If you follow this guide, you give yourself the best chances of a smooth shave that really is smooth – without red bumps on your skin.
Treating red spots after intimate shaving
As we have already mentioned, the best treatment for red spots is what you do before you start shaving in the intimate area. But if you still have red spots after an intimate shave, that is how your body lets you know that it needs a rest before you start using the razor over it again. Then it is important to listen to your body and take extra care of it.
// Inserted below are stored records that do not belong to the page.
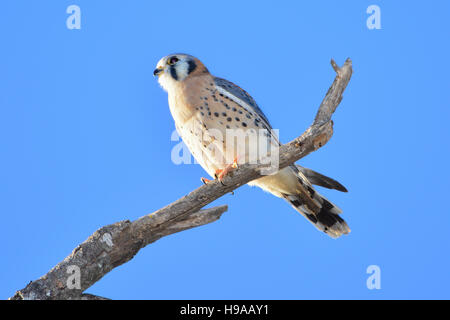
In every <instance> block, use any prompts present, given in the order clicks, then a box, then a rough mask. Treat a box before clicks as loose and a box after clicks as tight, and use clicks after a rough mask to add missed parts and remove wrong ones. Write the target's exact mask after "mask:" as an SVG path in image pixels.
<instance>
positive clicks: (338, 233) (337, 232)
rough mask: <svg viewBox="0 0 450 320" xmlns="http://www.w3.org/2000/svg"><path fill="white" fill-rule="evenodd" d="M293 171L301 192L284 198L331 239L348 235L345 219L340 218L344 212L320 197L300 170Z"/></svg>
mask: <svg viewBox="0 0 450 320" xmlns="http://www.w3.org/2000/svg"><path fill="white" fill-rule="evenodd" d="M292 169H293V170H294V171H296V174H297V177H298V181H299V182H300V185H301V186H302V187H301V191H300V192H299V193H298V194H283V198H284V199H286V201H288V202H289V203H290V204H291V205H292V206H293V207H294V208H295V210H297V211H298V212H300V213H301V214H302V215H303V216H305V217H306V218H307V219H308V220H309V221H310V222H311V223H312V224H313V225H314V226H315V227H316V228H317V229H319V230H320V231H323V232H325V233H326V234H328V235H329V236H330V237H332V238H339V237H340V236H341V235H343V234H348V233H349V232H350V228H349V227H348V225H347V223H346V222H345V221H344V219H342V218H341V217H340V216H339V214H341V213H342V210H341V209H340V208H339V207H338V206H336V205H334V204H333V203H331V202H330V201H329V200H328V199H326V198H325V197H323V196H322V195H320V194H319V193H318V192H317V191H316V190H315V189H314V188H313V187H312V185H311V183H310V182H309V180H308V179H307V178H306V177H305V176H304V175H303V173H302V172H301V171H300V170H298V168H292ZM296 169H297V170H296ZM305 194H306V196H305ZM311 200H312V201H311Z"/></svg>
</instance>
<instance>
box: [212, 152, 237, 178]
mask: <svg viewBox="0 0 450 320" xmlns="http://www.w3.org/2000/svg"><path fill="white" fill-rule="evenodd" d="M237 167H238V165H237V158H234V160H233V163H232V164H229V165H227V166H226V167H225V168H224V169H217V170H216V173H215V176H216V178H217V180H219V181H220V182H221V183H222V180H223V178H225V176H226V175H227V174H228V173H230V172H231V171H233V169H236V168H237Z"/></svg>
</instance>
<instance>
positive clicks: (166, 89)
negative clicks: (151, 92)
mask: <svg viewBox="0 0 450 320" xmlns="http://www.w3.org/2000/svg"><path fill="white" fill-rule="evenodd" d="M167 71H168V70H167ZM167 71H164V73H163V74H162V75H160V76H159V78H158V82H159V84H160V85H161V87H162V88H163V89H164V90H165V91H167V92H170V91H172V89H174V88H175V81H176V80H174V79H173V78H172V76H171V75H170V74H168V73H167Z"/></svg>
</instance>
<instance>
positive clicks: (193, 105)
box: [154, 54, 350, 238]
mask: <svg viewBox="0 0 450 320" xmlns="http://www.w3.org/2000/svg"><path fill="white" fill-rule="evenodd" d="M154 75H155V76H158V81H159V83H160V85H161V86H162V87H163V88H164V90H166V91H167V93H168V97H169V108H170V112H171V114H172V116H173V118H174V120H175V126H176V129H177V131H178V133H179V134H180V136H181V138H182V139H183V141H184V142H185V144H186V145H187V147H188V148H189V150H190V152H191V153H192V155H193V156H194V157H195V159H196V160H197V162H198V163H199V164H200V165H201V166H202V167H203V168H204V169H205V170H206V171H207V172H208V174H209V175H210V176H211V177H216V178H218V179H220V180H221V179H222V178H223V177H224V176H225V175H226V174H228V173H229V172H230V171H231V170H232V169H233V168H235V167H236V166H237V164H238V163H245V162H249V160H250V159H253V154H252V153H253V151H251V150H253V149H252V148H251V147H252V143H254V140H252V139H251V138H250V136H251V135H245V138H244V139H243V140H238V142H237V146H234V145H233V144H232V143H229V142H230V140H231V138H230V135H229V132H251V131H254V132H256V131H258V132H264V136H263V137H264V139H266V140H267V141H268V142H267V145H268V146H272V147H273V146H274V145H275V146H276V147H278V146H279V144H280V143H279V141H278V137H277V136H276V135H275V133H274V132H273V131H272V127H271V125H270V123H269V120H268V119H267V117H266V116H265V115H264V113H263V112H262V110H261V109H260V108H259V107H258V105H257V104H256V102H255V100H254V99H253V98H252V97H251V96H250V95H249V94H248V93H247V92H246V91H244V90H243V89H241V88H240V87H239V86H237V85H235V84H233V83H232V82H230V81H227V80H225V79H221V78H218V77H214V76H213V75H211V74H210V73H209V71H208V69H207V68H206V67H205V66H204V65H203V63H202V62H201V61H200V60H199V59H197V58H195V57H193V56H190V55H187V54H172V55H169V56H166V57H164V58H162V59H161V60H160V61H159V62H158V64H157V66H156V69H155V71H154ZM233 130H234V131H233ZM234 137H235V136H232V138H233V139H232V140H233V141H234ZM239 141H240V142H239ZM258 141H259V140H258ZM239 144H242V145H239ZM244 144H245V145H244ZM259 144H260V142H258V145H259ZM230 146H232V147H230ZM205 180H206V181H207V179H205ZM312 184H315V185H319V186H322V187H325V188H329V189H336V190H339V191H343V192H346V191H347V190H346V189H345V187H343V186H342V185H341V184H340V183H339V182H337V181H336V180H333V179H331V178H328V177H326V176H324V175H322V174H319V173H317V172H315V171H313V170H311V169H307V168H304V167H301V166H299V165H296V164H293V165H290V166H288V167H286V168H284V169H281V170H279V171H277V172H276V173H275V174H271V175H266V176H263V177H262V178H259V179H257V180H254V181H252V182H250V183H249V185H254V186H258V187H260V188H262V189H263V190H265V191H267V192H270V193H271V194H273V195H275V196H277V197H279V198H283V199H285V200H286V201H288V202H289V203H290V204H291V205H292V206H293V207H294V208H295V209H296V210H297V211H298V212H300V213H301V214H302V215H303V216H305V217H306V218H307V219H308V220H309V221H310V222H311V223H312V224H313V225H314V226H315V227H316V228H318V229H319V230H321V231H323V232H325V233H326V234H328V235H329V236H331V237H333V238H338V237H339V236H341V235H343V234H348V233H349V232H350V228H349V227H348V226H347V224H346V222H345V221H344V220H343V219H342V218H341V217H340V216H339V215H340V214H341V212H342V211H341V209H339V208H338V207H337V206H335V205H334V204H332V203H331V202H330V201H329V200H327V199H325V198H324V197H323V196H321V195H320V194H319V193H318V192H317V191H316V190H315V189H314V188H313V186H312Z"/></svg>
The very best thing is to give your skin time to heal. That may take up to a week – and during that time you must not bring a shaver anywhere near the infected area. The red spots are a type of ulcer, and you can probably imagine what a shaver would do to an ulcer. Definitely not a good combination. If you do, the infection will spread like wildfire from one hair follicle to the next.
Apply a moisturising cream to your skin, so that it does not become even more irritated. You can also treat it with Intimate Balm to give the skin an extra cooling and soothing boost. The better you can keep your skin free of bacteria, the better and faster it will heal. Remember too that you should go for loose cotton panties or underpants if red spots have already appeared on your skin. You really do not need to exacerbate the skin irritation, which tight underwear can easily do.
Good advice for a smooth shave
- Practice makes perfect. The first time, you can simply shave around the labia, and just trim the rest. Then there is less that can go wrong. It is not pleasant, after all, if your first attempt is not successful.
- Think about the timing. You should probably not try intimate shaving for the first time just when you are doing something important. The results might be less than perfect, and then it is really annoying to have to cancel something or feel embarrassed. It is far better to try when you can spend time and energy on it.
- How often should you shave? To begin with, not too often. Once a fortnight will be fine. When your skin has got used to being shaved, you can do it more often, perhaps a couple of times a week.
- Avoid tight underwear immediately after shaving. Give your skin some air and avoid panties in synthetic materials. Avoid washing your underwear with perfumed washing powder, too. Your skin in that area is delicate, especially just after shaving.
Take good care of your razors. If you re-use them, clean them with chlorhexidine when you have finished. Chlorhexidine or hand sanitiser will kill bacteria. It is also a good idea to drop the very cheap disposable razors.